A key unresolved question is why autocrine GH is so much more effective than exogenous GH in promoting the transformed phenotype in vitro. Concordant with this increased effectiveness, the high levels of circulating hGH present in acromegaly are not associated with a large increase in breast cancer risk, and there is no evidence for increased breast cancer progression in GH–replaced individuals. A reasonable hypothesis is that, as well as acting at the cell surface, GH can also act within the cell to promote the transformed phenotype, perhaps within the endoplasmic reticulum and Golgi. The resulting signal may be insufficient to generate negative regulators such as the suppressors of cytokine signaling, but because it is sustained, is sufficient to promote cell proliferation and transformation. Alternatively, GH receptor is transported to the nucleus in response to GH stimulation, and ≈50% of cellular JAK2 is nuclear (17). Autocrine GH could thus act within the nucleus to regulate expression of the key transforming genes described above. Indeed, we have shown that forced translocation of the GH receptor to the nucleus is sufficient to induce the transformed phenotype in pro-B cells, resulting in metastasizing tumors in severe combined immunodeficient (SCID) mice (B.C.-C., G. M. Boyle, P. G. Parsons, and M.J.W., unpublished data). It is also possible that GH acts in a novel manner within the cell, for example, consequent to its reported peptidylglycine monooxygenase activity (18).

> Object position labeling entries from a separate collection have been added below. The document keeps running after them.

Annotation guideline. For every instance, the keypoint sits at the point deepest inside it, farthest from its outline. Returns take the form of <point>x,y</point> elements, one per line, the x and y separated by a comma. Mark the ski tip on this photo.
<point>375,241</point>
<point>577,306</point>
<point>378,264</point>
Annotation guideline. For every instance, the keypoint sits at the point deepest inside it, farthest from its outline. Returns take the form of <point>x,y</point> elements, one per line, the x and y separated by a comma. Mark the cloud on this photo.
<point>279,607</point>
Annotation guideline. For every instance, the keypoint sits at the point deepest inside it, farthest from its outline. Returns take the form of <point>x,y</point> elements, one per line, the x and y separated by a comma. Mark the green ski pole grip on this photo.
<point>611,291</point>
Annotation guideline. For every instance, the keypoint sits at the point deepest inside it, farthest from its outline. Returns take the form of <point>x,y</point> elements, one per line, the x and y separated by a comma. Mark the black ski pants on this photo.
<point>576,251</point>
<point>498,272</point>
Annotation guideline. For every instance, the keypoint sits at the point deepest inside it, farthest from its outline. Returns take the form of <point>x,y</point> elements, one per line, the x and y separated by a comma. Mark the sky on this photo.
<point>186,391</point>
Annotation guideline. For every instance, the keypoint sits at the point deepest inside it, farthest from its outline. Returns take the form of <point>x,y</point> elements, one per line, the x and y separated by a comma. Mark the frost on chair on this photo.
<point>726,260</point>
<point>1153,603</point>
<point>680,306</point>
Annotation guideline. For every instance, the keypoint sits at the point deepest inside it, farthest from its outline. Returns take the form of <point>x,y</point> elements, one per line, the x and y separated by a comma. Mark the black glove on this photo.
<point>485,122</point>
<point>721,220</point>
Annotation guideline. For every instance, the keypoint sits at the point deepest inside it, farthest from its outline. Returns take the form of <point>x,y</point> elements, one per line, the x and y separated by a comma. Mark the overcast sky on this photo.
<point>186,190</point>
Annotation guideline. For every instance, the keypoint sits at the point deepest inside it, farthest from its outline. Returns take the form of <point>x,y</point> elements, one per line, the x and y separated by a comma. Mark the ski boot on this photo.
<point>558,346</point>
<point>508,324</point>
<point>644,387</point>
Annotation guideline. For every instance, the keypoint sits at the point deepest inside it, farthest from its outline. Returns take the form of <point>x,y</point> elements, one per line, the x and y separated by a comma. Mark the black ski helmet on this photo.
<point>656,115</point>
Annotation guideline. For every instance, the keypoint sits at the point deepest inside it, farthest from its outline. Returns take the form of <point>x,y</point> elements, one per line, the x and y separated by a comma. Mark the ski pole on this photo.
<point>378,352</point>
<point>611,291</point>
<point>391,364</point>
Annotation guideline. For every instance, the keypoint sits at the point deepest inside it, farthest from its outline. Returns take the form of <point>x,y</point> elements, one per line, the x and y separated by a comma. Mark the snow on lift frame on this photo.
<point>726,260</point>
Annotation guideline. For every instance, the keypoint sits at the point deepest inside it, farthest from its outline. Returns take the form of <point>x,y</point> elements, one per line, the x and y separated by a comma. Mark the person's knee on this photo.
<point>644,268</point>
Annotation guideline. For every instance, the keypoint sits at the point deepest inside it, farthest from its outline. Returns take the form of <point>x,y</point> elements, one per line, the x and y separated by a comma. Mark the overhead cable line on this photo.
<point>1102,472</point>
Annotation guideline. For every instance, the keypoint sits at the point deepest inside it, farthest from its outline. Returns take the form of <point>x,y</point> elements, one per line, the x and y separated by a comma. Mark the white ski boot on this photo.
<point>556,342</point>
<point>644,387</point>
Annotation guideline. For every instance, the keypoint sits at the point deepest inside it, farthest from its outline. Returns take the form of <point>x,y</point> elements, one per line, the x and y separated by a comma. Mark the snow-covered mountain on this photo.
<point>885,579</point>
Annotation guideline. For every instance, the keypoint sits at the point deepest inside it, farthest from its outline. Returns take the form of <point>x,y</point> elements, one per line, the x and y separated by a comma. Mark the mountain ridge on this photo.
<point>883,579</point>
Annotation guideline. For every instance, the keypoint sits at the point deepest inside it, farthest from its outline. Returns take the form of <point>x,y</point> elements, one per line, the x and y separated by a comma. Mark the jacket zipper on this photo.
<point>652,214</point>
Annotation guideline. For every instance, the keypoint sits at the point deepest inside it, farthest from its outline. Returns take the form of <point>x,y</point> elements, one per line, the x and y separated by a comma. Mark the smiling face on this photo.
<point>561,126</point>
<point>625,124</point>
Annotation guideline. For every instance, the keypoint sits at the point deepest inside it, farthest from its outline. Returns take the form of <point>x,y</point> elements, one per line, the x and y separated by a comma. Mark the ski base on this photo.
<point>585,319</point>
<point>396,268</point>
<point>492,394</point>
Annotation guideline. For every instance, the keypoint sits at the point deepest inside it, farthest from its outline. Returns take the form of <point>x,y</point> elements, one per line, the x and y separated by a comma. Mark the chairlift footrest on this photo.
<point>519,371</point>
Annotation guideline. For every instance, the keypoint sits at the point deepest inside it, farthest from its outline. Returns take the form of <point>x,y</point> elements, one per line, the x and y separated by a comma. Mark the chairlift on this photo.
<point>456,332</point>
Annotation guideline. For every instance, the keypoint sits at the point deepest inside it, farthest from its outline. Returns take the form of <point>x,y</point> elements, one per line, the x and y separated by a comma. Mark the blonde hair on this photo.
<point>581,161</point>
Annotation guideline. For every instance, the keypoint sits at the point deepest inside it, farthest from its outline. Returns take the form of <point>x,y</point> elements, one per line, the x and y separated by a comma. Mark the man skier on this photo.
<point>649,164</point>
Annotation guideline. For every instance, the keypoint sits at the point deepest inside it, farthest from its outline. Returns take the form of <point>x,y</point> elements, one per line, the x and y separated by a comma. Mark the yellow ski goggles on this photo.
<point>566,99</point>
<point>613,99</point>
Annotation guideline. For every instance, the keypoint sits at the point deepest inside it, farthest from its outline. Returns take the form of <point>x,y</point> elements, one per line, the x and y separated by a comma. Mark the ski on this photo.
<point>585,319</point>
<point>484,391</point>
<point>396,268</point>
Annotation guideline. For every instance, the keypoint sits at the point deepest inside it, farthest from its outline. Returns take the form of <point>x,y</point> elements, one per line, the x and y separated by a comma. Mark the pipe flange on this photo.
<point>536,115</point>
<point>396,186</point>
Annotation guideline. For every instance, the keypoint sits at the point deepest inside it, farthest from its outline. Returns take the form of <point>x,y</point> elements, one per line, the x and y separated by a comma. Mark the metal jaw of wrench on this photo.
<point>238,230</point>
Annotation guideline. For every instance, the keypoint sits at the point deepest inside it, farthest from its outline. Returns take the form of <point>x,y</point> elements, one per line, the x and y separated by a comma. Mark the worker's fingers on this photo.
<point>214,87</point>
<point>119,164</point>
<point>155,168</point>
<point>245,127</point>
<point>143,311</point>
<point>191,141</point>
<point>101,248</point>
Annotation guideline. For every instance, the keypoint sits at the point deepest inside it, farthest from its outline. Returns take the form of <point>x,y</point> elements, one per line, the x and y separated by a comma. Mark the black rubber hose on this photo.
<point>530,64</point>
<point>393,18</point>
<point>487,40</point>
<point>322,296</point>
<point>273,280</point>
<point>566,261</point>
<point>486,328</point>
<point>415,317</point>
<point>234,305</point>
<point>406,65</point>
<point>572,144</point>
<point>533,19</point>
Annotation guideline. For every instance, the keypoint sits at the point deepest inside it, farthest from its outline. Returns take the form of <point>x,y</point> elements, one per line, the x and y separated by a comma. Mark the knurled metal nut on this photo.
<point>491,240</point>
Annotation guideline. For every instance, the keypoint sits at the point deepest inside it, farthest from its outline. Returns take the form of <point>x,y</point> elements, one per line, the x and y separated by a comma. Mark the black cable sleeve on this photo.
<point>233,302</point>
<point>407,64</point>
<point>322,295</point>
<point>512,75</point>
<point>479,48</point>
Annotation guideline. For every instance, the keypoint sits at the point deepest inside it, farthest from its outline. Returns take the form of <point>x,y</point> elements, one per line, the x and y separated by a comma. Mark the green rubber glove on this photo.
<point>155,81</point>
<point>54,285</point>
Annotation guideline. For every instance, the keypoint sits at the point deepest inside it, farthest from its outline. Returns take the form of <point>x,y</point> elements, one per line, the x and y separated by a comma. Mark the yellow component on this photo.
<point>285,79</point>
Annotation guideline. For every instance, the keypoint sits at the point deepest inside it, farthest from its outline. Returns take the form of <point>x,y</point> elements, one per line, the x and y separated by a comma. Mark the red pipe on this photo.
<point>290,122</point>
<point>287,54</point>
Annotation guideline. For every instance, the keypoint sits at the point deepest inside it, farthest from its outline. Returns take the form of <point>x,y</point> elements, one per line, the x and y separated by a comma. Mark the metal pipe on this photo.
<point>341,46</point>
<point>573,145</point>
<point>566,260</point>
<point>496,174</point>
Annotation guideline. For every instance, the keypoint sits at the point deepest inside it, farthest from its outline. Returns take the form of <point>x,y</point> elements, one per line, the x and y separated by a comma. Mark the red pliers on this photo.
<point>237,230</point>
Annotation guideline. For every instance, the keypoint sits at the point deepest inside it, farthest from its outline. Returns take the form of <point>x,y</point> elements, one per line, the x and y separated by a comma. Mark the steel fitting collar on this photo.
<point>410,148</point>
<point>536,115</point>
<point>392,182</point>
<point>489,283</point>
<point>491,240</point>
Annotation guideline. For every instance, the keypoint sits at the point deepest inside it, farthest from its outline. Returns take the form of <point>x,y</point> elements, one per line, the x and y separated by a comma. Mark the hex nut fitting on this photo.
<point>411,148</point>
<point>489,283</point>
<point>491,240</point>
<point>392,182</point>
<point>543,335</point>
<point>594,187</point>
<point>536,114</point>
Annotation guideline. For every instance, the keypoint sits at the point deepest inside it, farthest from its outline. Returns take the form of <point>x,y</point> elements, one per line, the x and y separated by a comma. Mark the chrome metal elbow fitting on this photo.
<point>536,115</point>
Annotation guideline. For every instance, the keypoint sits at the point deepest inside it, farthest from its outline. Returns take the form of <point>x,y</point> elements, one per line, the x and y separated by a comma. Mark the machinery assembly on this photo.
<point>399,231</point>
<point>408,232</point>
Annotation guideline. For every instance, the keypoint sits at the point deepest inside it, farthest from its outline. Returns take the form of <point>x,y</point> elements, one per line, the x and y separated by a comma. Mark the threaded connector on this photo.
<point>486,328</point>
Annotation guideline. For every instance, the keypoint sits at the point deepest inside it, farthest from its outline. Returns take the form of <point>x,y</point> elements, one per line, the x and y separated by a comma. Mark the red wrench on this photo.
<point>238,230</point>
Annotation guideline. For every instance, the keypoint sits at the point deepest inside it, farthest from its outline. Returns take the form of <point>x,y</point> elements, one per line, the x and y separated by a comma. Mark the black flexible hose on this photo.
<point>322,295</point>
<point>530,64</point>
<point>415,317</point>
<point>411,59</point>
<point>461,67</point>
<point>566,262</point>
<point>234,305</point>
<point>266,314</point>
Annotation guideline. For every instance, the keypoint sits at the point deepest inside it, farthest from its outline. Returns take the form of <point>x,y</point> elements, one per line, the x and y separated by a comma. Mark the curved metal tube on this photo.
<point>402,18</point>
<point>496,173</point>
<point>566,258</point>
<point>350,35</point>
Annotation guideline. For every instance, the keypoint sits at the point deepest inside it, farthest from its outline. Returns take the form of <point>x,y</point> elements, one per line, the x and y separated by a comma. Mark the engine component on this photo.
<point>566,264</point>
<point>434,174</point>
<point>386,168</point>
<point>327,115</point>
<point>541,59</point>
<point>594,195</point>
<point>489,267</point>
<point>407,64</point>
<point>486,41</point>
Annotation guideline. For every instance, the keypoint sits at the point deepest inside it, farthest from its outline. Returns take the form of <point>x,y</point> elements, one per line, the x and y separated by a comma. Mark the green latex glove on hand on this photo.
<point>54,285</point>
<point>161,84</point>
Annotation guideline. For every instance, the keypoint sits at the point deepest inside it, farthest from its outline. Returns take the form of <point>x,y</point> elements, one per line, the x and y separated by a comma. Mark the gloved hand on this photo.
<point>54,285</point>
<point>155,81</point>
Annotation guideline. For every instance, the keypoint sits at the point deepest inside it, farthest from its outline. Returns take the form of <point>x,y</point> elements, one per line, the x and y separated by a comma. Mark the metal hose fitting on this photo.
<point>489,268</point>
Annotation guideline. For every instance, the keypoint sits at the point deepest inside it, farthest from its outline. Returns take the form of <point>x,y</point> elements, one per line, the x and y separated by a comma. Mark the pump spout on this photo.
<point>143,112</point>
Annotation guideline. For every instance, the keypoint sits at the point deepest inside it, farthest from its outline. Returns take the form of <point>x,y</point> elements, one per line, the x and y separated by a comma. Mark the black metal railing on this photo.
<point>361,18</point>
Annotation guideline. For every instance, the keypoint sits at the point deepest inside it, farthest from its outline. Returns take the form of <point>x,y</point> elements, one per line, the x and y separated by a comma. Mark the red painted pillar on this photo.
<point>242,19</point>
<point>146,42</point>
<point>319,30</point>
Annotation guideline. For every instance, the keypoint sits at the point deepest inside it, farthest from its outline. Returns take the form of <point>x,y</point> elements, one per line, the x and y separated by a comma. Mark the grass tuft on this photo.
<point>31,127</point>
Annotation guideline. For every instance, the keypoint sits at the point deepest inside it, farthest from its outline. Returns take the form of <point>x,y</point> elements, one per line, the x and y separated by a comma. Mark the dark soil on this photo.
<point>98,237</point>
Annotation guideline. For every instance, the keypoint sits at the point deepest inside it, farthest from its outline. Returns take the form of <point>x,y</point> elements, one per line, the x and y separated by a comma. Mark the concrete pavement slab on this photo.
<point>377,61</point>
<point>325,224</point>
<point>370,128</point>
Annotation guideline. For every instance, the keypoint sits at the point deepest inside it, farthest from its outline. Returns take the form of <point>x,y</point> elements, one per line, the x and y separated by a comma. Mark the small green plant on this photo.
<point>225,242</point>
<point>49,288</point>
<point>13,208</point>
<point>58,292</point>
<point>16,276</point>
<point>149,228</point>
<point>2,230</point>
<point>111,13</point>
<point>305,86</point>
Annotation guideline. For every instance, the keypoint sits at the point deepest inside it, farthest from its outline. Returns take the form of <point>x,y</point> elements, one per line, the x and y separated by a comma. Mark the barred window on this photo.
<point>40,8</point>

What potential therapeutic approaches stem from the study Mukhina et al. (1)? Given the autocrine origin of the hGH, inhibition of pituitary GH secretion is unlikely to be effective. Fortunately, there is an effective clinical GH antagonist currently in use for acromegaly, Trovert or B2036. This mechanism-based inhibitor of GH signaling works by binding to the receptor and blocking the conformational change that results in GH receptor activation. That the Gly-120 → Arg substitution creates a GH antagonist was discovered in John Kopchick's laboratory, but the low affinity of this mutant required affinity maturation by phage display to make an effective drug, which was undertaken in Jim Wells' laboratory at Genentech (19). The eight resulting substitutions also restricted the specificity of this antagonist to hGH receptors, allowing Kaulsay et al. (20) to show that blockade of GH and not prolactin receptor was able to inhibit the proliferative and cell motility activity of autocrine hGH in MCF-7 mammary carcinoma cells. This result provides a clear avenue to therapeutic trials in breast cancer, a view that is supported by the widespread extent of GH receptor expression in breast cancer (21). This therapy would have the additional advantage of lowering plasma IGF-1 level, which itself would be predicted to slow tumor progression. However, it may not be the complete drug, because there is a good deal of evidence that autocrine prolactin is a tumor promoter in breast cancer, and B2036 would not target the prolactin receptor. Moreover, prolactin receptor expression is present in ≈70% of breast biopsies and is reportedly increased in breast cancer (21, 22), whereas expression of the shorter, dominant-negative, form of this receptor is decreased (23). Prolactin itself is produced by 70% of breast cancer lines (24, 25) and by a similar proportion of biopsies, and antibody neutralization of secreted autocrine prolactin decreases the proliferation of breast cancer lines (25). These two paralogous cytokine hormones thus have parallel and interconnected roles in breast cancer as they do in breast development. Targeting of both simultaneously with a broader spectrum version of B2036 is likely to offer the most effective therapy in breast cancer.